Using Sources / Writing Style (Ryan Bhagwandeen)

Using Sources

Today, we are flooded with information on practically anything. In this age of information, it is important for us to know where to put our attention and discriminate among what deserves notice against what doesn’t. Professor Howard Rheingold has coined the term “infotention” which is supposed to describe “a mind=machine combination of brain-powered attention skills and computer-powered information filters.” Practicing infotention requires skills of synthesizing information and critical thinking. As you get more information, you need to find a way to integrate it to support your own ideas. There are a lot of things to evaluate in your sources. You must find which ones help set the context for your argument, provide background information, define your key concepts, outline counterarguments, and more. You have to be able to paraphrase and summarize your heavily-used sources. Being able to briefly get across the main idea of a source and deliver what the author was trying to say makes the paper stronger while keeping you as the primary voice. A huge thing to remember in academic writing is to properly paraphrase and summarize sources, or it can be counted as plagiarism. This is known as “patchwriting.” You should always throw in where you found your information and who wrote it.

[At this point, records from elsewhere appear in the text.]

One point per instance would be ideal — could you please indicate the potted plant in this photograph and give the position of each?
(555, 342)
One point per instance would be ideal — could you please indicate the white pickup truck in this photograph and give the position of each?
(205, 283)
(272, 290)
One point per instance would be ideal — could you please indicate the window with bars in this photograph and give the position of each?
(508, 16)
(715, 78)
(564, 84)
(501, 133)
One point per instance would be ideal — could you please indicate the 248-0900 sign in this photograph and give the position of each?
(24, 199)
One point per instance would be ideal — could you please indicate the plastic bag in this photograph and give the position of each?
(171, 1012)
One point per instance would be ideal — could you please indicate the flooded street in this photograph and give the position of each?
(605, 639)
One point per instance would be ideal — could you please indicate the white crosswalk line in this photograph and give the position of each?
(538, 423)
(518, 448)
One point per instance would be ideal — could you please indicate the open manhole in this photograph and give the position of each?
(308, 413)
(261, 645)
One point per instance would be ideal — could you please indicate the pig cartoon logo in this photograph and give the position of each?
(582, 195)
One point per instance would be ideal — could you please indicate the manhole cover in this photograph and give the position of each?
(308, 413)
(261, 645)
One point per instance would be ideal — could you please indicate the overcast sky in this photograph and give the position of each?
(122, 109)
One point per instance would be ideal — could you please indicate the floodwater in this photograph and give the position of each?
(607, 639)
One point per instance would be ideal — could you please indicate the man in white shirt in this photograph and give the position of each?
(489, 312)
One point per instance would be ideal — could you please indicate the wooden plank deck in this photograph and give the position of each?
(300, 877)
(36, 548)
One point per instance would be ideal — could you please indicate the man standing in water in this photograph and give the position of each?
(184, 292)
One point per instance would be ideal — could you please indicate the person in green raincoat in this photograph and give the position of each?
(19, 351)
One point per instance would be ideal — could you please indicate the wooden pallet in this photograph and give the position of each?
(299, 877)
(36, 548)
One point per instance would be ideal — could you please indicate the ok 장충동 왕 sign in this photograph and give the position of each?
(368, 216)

This text pointed out the importance of sources in an academic paper. The quality of one’s sources has a huge effect on the quality of the paper being written. The text pointed out to me how much of your writing is based on the sources you use and formulates a lot of your paper’s content, like definitions of key concepts, background information, illustration of difficult aspects of the subject, and overall context for the argument you’re trying to make.

Intro to Refining Your Writing

There are rhetorical situations that allow for different writing styles. A large part of learning to write in college is learning about the discourse communities you write for. Different fields like humanities, classic literature, or the sciences have different writing styles which reflect their values. This can be seen clearly in the different styles of citation for said fields. Those in the social sciences, a field dependent on timeliness, prefer APA citation since it puts a lot of relevance on the date of which sources were published. It’s important to determine who your audience is when writing. It helps to keep your writing focused and maybe even more relaxed. Being able to differentiate between the writing styles of different communities is a valuable skill, especially as student. If you know who you’re writing for, you words can become a lot stronger and meaningful.